A number of survivors shared their experiences with the Partners in Health delegation. Dahl said that one survivor, a thirty-something woman named Yabou, talked about what it meant to spend time in sub-par health facilities with no electricity while listening to other people die at night. "Listening to other people but you are so sick that you can't really help them...listening to kids cry--very, very harrowing stories."

Dahl's comments underscored these familial losses and talked about modes of transmission: "You have to have intimate contact with someone who has been sick and each one told stories with deeply connected webs of care. Each one of the people that we spoke to that had survived Ebola had started taking care of a relative of theirs--a mother, a father, a child--all of them had lost relatives and contracted it themselves. They had not really gone through the loss and suffering and they themselves fall ill and know what could be ahead for them." Many of the family members died from the illness.

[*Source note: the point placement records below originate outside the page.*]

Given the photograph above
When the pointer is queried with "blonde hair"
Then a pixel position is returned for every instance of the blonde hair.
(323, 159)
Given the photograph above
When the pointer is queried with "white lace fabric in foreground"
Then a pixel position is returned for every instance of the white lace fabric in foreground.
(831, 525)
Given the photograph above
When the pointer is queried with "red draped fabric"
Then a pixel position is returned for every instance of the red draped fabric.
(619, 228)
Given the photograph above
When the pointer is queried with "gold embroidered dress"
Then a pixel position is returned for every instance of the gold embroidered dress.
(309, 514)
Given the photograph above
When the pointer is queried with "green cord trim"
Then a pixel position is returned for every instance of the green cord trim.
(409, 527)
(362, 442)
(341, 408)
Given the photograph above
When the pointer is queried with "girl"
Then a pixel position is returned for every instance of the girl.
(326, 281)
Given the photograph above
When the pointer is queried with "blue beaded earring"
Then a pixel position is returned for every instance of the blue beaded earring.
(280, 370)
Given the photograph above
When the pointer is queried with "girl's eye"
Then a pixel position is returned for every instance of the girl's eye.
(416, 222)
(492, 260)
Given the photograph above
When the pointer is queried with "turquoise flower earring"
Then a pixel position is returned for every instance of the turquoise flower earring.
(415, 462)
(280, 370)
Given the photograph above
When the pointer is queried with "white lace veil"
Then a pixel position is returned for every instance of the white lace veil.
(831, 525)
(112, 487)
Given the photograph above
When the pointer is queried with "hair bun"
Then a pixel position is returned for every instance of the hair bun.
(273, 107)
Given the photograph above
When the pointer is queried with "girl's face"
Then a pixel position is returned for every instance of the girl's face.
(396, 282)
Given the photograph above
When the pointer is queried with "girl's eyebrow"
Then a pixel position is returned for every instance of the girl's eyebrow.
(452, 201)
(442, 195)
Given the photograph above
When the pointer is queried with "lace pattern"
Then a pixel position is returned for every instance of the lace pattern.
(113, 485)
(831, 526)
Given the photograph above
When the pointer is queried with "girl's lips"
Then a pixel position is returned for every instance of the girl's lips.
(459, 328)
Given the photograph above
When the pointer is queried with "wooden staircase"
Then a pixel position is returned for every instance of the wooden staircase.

Survivors in Liberia and Sierra Leone as those in Guinea and elsewhere are often socially ostracized, and one result of this is loss of employment. One way that Partners in Health has responded is by employing survivors to work as community health workers because "they need jobs and had resistance" to Ebola. By spring 2015, Partners in Health had employed several hundred survivors in the two countries.

We also spoke about the role that public health NGOs play in the region including the future role of Partners in Health. In particular, what happens when well-intentioned NGOs pull out very quickly from impacted regions. "It's amazing how many efforts are actually around the treatment. [Organizations] did great work but the whole point is the building of the infrastructure." Dahl was passionate about future work and said: "We are not leaving; we made a long-term commitment to those two countries." She added, "We did not want to set up shop and not be able to integrate it."

Partners in Health will draw on its long experience building and contributing to health systems in Haiti, parts of sub-Saharan Africa, and elsewhere to improve long-term health outcomes in Sierra Leone and Liberia. This is significant for not only containing Ebola but also for more common public health considerations including maternal and child health and malaria.